I opened the passenger door and sat in the cracked leather seat beside him.
"You doing okay, Cletus?" I asked.
"Sure. Thanks for calling the bondsman." He rubbed his face. "Megan came by?"
"Yeah. Early this morning." I kept my eyes focused on the rain blowing out of the trees onto my lighted gallery.
"She told you we were quits?"
"Not exactly."
"I got no bad feelings about it. That's how it shakes out sometimes." He widened his eyes. "I need to take a shower and get some sleep. I'll be okay with some sleep."
"Come in and eat with us."
"I'm keeping the security gig at the set. If you see this guy Broussard, tell him not to set any more fires… Don't look at me like that, Streak. The trailer he burned had propane tanks on it. What if somebody had been in there?"
"He thinks the Terrebonnes are trying to have him killed."
"I hope they work it out. In the meantime, tell him to keep his ass off the set."
"You don't want to eat?"
"No. I'm not feeling too good." He looked out into the shadows and the water dripping out of the trees. "I got in over my head. It's my fault. I'm not used to this crap."
"She's got strong feelings for you, Clete."
"Yeah, my temp loves her cat. See you tomorrow, Dave."
I watched him back out into the road, then shift into low, his big head bent forward over the wheel, his expression as meaningless as a jack-o'-lantern's.

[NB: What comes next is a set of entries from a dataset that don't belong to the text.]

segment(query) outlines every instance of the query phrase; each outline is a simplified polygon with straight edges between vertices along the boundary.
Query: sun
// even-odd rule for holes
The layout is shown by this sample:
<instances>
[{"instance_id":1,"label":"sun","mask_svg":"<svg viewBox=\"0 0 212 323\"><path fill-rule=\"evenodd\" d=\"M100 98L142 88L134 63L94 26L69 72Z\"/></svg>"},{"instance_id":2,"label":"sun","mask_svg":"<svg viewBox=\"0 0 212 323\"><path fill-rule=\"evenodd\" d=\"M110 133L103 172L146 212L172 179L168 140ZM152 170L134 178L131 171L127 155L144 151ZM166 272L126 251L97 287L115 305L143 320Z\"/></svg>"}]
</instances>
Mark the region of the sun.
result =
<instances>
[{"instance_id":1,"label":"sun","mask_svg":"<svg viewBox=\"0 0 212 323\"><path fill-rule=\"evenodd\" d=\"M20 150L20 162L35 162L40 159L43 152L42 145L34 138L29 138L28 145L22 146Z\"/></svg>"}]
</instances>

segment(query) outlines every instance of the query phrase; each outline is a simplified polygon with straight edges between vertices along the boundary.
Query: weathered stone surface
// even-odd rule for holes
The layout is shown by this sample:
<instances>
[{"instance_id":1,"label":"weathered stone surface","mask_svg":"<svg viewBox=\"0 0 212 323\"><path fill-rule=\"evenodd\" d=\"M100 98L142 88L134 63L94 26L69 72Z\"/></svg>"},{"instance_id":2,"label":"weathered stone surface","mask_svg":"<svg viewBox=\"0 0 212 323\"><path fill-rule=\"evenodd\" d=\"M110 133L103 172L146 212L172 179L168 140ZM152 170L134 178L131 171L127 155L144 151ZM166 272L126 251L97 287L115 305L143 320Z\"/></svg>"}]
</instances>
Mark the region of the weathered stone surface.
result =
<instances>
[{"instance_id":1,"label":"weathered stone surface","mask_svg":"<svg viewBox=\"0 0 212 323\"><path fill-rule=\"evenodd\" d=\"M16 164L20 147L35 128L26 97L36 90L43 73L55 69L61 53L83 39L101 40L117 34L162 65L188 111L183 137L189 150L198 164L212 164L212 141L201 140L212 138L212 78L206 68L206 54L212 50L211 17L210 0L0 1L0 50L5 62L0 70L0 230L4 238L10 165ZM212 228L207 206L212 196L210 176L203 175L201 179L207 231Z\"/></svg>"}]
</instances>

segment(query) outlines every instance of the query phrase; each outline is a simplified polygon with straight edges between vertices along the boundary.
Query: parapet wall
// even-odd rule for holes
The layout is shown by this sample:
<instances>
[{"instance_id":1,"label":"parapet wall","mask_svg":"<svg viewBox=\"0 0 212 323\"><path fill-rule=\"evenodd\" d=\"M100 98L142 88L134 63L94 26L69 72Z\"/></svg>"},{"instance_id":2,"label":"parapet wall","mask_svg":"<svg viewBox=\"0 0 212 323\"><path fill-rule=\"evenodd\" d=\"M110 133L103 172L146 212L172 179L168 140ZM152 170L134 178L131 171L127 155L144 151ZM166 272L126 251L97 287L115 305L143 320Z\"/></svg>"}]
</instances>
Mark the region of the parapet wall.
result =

AFTER BOOTSIE AND ALAFAIR and I ate dinner, I drove up the Loreauville road to Cisco Flynn's house. When no one answered the bell, I walked the length of the gallery, past the baskets of hanging ferns, and looked through the side yard. In back, inside a screened pavilion, Cisco and Megan were eating steaks at a linen-covered table with Swede Boxleiter. I walked across the grass toward the yellow circle of light made by an outside bug lamp. Their faces were warm, animated with their conversation, their movements automatic when one or the other wanted a dish passed or his silver wine goblet refilled. My loafer cracked a small twig.